Sadly, there is no section in the mall that caters to “no idea what to buy” during birthdays, holidays and special occasions. However, gifting occasions come very often when you have a kid in the family.
Whether that child is just 5-years old or 15-years old, you will need to go gift shopping quite a few times per year. If you have been doing this for some time now, you must have already noticed how their choices have evolved due to the changing trends of games, technology, toys, fashion and popular culture.
That sends most parents in a tizzy when the time comes to buy the perfect present. They often wish they had the power of Professor Xavier to find out what their children want.
- Purchasing a gag gift: Do not buy a gag gift unless you have something genuinely impressive hiding somewhere nearby.
- Getting a gift card: This says, “I tried, but then I gave up.”
- Giving money: This can be appropriate in case your teenager is saving up for college or some other expense. Giving money to young children might not be such a great idea.
What are the three defining traits for an excellent gift?
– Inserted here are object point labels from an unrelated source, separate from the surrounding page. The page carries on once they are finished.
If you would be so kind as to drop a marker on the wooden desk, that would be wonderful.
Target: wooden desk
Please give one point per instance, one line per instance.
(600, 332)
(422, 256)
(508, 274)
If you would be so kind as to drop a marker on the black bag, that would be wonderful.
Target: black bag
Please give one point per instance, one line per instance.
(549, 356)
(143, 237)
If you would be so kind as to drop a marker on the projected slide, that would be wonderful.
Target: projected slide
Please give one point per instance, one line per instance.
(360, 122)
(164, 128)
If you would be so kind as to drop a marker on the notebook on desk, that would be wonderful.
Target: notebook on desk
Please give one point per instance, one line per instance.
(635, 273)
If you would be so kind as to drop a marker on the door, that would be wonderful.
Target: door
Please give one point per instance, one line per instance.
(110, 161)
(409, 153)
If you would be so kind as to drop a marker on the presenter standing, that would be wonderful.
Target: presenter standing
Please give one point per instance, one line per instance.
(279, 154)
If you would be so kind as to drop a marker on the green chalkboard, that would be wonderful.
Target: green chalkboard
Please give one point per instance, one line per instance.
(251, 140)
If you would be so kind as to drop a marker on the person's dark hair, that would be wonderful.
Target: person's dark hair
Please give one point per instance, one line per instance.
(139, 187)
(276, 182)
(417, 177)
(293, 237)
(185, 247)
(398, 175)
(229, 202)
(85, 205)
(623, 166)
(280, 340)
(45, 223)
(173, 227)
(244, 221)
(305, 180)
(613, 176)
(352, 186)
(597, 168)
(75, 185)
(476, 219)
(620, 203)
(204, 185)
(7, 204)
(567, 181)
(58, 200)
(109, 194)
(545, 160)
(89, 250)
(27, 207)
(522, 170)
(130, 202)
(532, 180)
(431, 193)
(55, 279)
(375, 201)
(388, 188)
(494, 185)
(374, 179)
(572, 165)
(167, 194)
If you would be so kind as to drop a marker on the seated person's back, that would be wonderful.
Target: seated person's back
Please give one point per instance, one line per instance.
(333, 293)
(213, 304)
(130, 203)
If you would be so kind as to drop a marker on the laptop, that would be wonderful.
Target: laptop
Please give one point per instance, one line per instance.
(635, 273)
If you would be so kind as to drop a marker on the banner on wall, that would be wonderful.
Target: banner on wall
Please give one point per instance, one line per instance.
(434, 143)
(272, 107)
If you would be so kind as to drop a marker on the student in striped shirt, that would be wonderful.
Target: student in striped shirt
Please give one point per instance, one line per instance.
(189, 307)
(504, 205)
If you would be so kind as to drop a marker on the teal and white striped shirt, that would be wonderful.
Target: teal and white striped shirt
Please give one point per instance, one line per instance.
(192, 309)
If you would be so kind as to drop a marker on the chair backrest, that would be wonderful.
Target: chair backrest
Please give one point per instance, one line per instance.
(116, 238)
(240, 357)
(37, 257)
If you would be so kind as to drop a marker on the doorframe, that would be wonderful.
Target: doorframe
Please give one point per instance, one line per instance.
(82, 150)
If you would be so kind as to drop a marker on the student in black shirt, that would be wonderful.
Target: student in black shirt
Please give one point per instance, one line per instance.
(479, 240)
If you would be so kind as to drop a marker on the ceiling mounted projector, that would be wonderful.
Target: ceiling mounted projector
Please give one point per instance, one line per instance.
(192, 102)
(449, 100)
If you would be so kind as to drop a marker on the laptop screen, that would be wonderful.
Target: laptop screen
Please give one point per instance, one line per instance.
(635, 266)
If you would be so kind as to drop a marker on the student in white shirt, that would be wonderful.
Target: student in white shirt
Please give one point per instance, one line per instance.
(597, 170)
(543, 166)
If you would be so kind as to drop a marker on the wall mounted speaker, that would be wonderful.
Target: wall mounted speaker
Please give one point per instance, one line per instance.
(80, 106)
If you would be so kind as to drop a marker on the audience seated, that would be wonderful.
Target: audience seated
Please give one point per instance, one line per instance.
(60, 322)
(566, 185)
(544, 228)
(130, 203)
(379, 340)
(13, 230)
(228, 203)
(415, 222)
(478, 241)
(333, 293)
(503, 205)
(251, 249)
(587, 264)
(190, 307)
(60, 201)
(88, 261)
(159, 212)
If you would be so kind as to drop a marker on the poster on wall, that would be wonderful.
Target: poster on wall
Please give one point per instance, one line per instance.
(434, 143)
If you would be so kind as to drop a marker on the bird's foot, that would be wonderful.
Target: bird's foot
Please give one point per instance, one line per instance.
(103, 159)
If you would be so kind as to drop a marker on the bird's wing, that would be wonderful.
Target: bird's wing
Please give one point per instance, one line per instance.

You should focus on only three factors to make a gift great –
- Usefulness: A good present should be one that the recipient can use. You can choose an expensive gift, but if that does not find use in their daily lives, they will gather dust in one corner of the house. Unless that is what your gift is for, you should think of something that has a real purpose. For example – for someone who loves to read, you can check out the collection of books or comics they have and help them complete the entire series.
- The element of surprise: The perfect gift should always be a surprise. There is no point asking your kids what they want and then buying the same from the mall. How is that any different from shopping for daily supplies? However, there is one way you can ask what they want and still add an element of surprise to it. Get them a subscription to a mystery box that contains a series of similar or related things that shows up at their doorstep every month for the next year.
- Pay attention to quality: Sometimes, the buyer has to make the hard choice of quality vs. quantity. Although you might want to buy them ten individual things for their special day, your budget might allow you to buy only 6 or 7. If purchasing all ten items entails a compromise in quality and safety, then you should probably reconsider buying all of them. For an adult, nothing is more important than the child’s safety.
Buying something for the tweens and the teens does not have to be a challenge. Pay attention to what they are reading, playing or using throughout the year to get a sound idea of what they might appreciate on that particular day.